The Australian singer-songwriter has built a reputation for turning complicated emotions into polished, cinematic pop songs, and her latest single continues that tradition while delivering one of her most immediately addictive choruses to date. The song isn’t really about a single breakup, as it is about the collective exhaustion that comes from watching relationship after relationship implode around you. The opening verse paints the picture perfectly: a friend discovers her partner cheated months earlier, and the lack of surprise says almost as much as the betrayal itself. It’s less shock and more resignation. Another relationship bites the dust.
The repeated “domino effect” imagery becomes the song’s defining idea, as heartbreak spreads through friendship groups, moving from person to person until everyone seems to have a story about an ex they’d rather forget. It’s a clever metaphor that transforms individual experiences into something strangely communal. What makes York’s “break up season” work so well is its sense of humour. Yorke clearly understands the absurdity that often accompanies modern dating. Lines about dirtbags, red flags and promises left scattered like debris feel less bitter than observational. She’s not wallowing in heartbreak; she’s documenting it.

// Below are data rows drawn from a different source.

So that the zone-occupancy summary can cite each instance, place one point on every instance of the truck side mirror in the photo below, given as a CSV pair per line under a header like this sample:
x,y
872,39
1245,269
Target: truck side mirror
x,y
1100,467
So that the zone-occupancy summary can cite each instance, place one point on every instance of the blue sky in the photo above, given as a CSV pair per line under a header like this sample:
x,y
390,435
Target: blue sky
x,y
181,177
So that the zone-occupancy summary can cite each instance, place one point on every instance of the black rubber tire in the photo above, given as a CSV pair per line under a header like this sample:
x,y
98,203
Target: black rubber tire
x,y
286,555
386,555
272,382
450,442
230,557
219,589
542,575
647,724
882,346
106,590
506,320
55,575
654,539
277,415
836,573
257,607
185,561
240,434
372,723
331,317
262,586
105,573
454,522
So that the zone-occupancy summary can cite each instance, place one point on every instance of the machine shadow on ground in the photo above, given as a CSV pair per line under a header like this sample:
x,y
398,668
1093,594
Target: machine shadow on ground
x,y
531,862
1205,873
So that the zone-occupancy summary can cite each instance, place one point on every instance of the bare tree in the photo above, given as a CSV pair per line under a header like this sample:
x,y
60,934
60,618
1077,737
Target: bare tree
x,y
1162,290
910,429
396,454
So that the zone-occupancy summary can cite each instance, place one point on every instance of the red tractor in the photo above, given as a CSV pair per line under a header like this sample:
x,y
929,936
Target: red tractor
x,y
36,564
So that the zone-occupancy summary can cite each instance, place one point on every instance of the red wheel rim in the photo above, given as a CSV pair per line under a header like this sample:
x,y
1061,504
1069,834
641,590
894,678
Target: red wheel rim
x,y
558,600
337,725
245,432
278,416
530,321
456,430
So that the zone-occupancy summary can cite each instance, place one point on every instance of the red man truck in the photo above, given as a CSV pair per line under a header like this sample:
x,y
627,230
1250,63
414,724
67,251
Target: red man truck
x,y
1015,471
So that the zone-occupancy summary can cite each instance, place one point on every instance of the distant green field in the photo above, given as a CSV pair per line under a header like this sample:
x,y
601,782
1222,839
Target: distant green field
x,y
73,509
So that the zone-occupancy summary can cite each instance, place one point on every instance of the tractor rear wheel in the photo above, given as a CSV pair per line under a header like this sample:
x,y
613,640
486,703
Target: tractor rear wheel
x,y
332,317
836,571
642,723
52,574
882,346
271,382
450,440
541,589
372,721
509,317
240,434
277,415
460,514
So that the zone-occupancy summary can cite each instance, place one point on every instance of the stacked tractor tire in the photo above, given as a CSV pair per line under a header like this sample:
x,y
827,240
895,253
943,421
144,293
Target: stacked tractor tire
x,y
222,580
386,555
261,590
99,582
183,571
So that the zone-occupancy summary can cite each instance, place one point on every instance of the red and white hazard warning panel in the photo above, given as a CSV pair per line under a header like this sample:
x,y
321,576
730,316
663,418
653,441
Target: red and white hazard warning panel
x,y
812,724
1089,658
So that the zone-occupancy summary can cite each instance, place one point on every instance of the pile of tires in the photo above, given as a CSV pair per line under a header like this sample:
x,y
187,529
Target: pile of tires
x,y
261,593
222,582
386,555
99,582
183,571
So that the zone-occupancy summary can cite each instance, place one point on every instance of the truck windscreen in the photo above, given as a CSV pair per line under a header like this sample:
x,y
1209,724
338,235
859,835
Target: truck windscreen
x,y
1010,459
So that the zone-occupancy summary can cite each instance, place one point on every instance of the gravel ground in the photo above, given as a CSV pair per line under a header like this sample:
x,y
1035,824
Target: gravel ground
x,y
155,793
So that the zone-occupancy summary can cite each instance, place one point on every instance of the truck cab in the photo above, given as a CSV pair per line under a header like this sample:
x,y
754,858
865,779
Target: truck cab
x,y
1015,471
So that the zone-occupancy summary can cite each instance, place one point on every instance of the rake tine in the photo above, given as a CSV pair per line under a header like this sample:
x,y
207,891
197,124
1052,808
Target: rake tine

While many breakup songs focus on devastation and loss, Yorke’s single feels more like standing outside the chaos and watching it unfold in real time, as the narrator isn’t necessarily heartbroken herself, she’s terrified she might be next. The result is a song that balances empathy with self-preservation, recognising the emotional fallout while hoping to avoid becoming part of it.
The music video embraces the song’s playful spirit while leaning into its theatricality. Featuring a cast of heartbroken characters, a runaway bride, surreal visual flourishes and gorgeous Kodak-shot cinematography, the clip feels like a pop-art interpretation of romantic disaster, rather than dwelling on sadness, it transforms heartbreak into spectacle, reinforcing the song’s understanding that sometimes all you can do is laugh through the chaos.
The track mirrors tension, as the chorus lands with an almost euphoric energy, transforming emotional fatigue into something danceable. Yorke has always had a knack for pairing melancholy themes with bright, shimmering production, and her newest single may be one of her strongest examples of that contrast yet, as the bridge introduces another layer to the song’s metaphor, comparing heartbreak to a fever that has to be sweated out of the system. It’s a simple image, but an effective one.